Conversely, in JSA: Classified #2 (written by Geoff Johns), Power Girl explains her cleavage-window to Superman, revealing that “the first time I made this costume, I wanted to have a symbol, like you. I just… I couldn’t think of anything. I thought eventually, I’d figure it out. And close the hole. But I haven’t.” At the same time, however, the issue highlights the humorous element when a man who Power Girl has rescued is so fixated upon her chest that he doesn’t even look her in the eye to thank her.

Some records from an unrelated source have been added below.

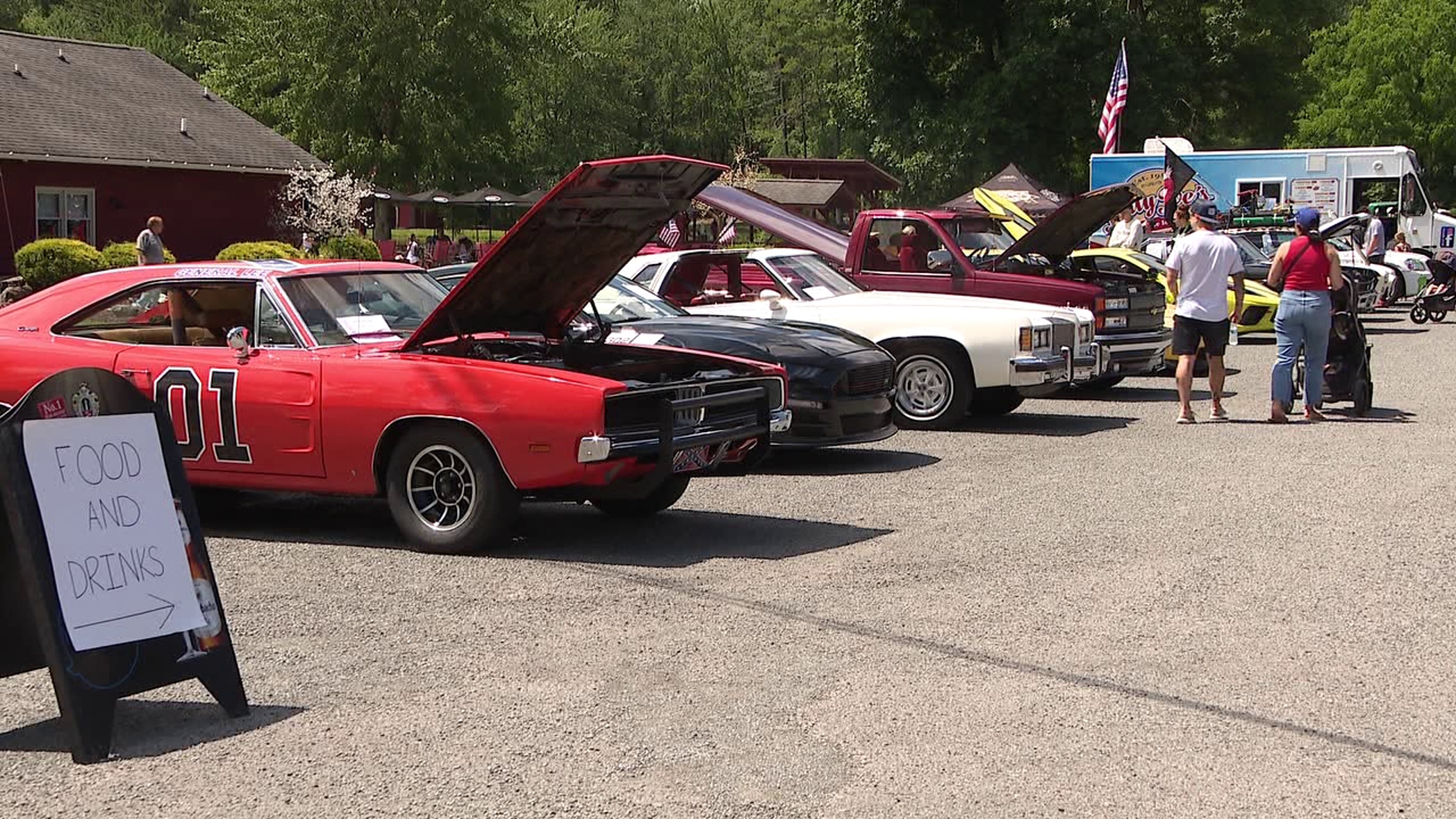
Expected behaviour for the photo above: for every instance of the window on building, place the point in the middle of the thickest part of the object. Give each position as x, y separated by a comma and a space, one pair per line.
66, 213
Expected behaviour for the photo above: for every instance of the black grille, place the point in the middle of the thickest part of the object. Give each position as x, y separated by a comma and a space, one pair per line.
870, 379
638, 413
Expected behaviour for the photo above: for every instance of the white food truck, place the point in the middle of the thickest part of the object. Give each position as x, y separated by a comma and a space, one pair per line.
1335, 180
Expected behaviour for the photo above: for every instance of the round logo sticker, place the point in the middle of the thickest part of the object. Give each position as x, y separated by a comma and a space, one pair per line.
85, 403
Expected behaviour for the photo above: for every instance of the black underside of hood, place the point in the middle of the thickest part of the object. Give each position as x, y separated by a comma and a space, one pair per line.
1071, 224
539, 276
758, 338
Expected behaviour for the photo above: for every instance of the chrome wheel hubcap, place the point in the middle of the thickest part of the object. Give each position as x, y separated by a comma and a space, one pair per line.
441, 488
924, 388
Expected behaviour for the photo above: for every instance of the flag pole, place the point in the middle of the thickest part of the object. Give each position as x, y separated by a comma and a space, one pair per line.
1117, 146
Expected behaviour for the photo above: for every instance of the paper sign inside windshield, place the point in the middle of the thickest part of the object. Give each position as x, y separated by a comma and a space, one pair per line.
367, 324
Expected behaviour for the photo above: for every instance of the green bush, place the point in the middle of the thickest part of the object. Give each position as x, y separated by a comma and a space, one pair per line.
47, 261
121, 254
248, 251
350, 248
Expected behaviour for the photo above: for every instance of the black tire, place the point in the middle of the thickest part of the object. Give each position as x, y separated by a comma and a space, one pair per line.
934, 387
459, 500
1363, 395
661, 497
992, 403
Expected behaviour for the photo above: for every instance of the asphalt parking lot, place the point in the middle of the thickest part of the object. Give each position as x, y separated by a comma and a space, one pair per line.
1078, 610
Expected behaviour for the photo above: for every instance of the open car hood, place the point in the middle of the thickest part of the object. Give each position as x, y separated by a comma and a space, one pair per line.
1071, 224
780, 222
546, 267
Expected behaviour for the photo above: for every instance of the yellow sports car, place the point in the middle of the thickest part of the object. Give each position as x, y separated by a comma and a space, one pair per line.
1260, 303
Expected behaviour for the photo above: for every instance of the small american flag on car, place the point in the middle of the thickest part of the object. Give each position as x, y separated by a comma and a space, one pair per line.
1116, 102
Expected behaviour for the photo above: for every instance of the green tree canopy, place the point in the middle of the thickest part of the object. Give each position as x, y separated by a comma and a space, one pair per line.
1385, 76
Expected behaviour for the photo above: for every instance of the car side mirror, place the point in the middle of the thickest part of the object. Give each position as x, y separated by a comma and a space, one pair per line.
237, 341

A similar treatment of the character can be seen in Superman/Batman #4 (written by Jeph Loeb), in which the heroes need to distract the Toyman while Batman and Superman battle Captain Marvel and Hawkman. Seeking a way to accomplish this task, Batman notes that their opponent is a thirteen-year-old boy, and all attention goes to Power Girl, prompting her response: “What’s everyone looking at me for? How am I supposed to distract… oh.”

The character’s costume design has varied greatly over the years. Her classic costume design from All-Star Comics #58 is that which is in use today – a red cape and belt, blue gloves and boots, and a white bodysuit sporting a cleavage-exposing window on her chest (its variable size and shape determined by the artist depicting her). During her time with Justice League Europe/America it transitioned to a capeless yellow and white bodysuit, followed by a blue and white costume with a short mini-cape, headband, with a diamond shaped opening on her chest. She has also worn a headband, as had Supergirl prior to her death in Crisis on Infinite Earths. In a guest appearance in Green Lantern, Kara is seen in her large wardrobe closet with every costume design she has ever worn in DC continuity, deciding which costume to wear for that mission. Her original costume returned when Geoff Johns had her rejoin the JSA.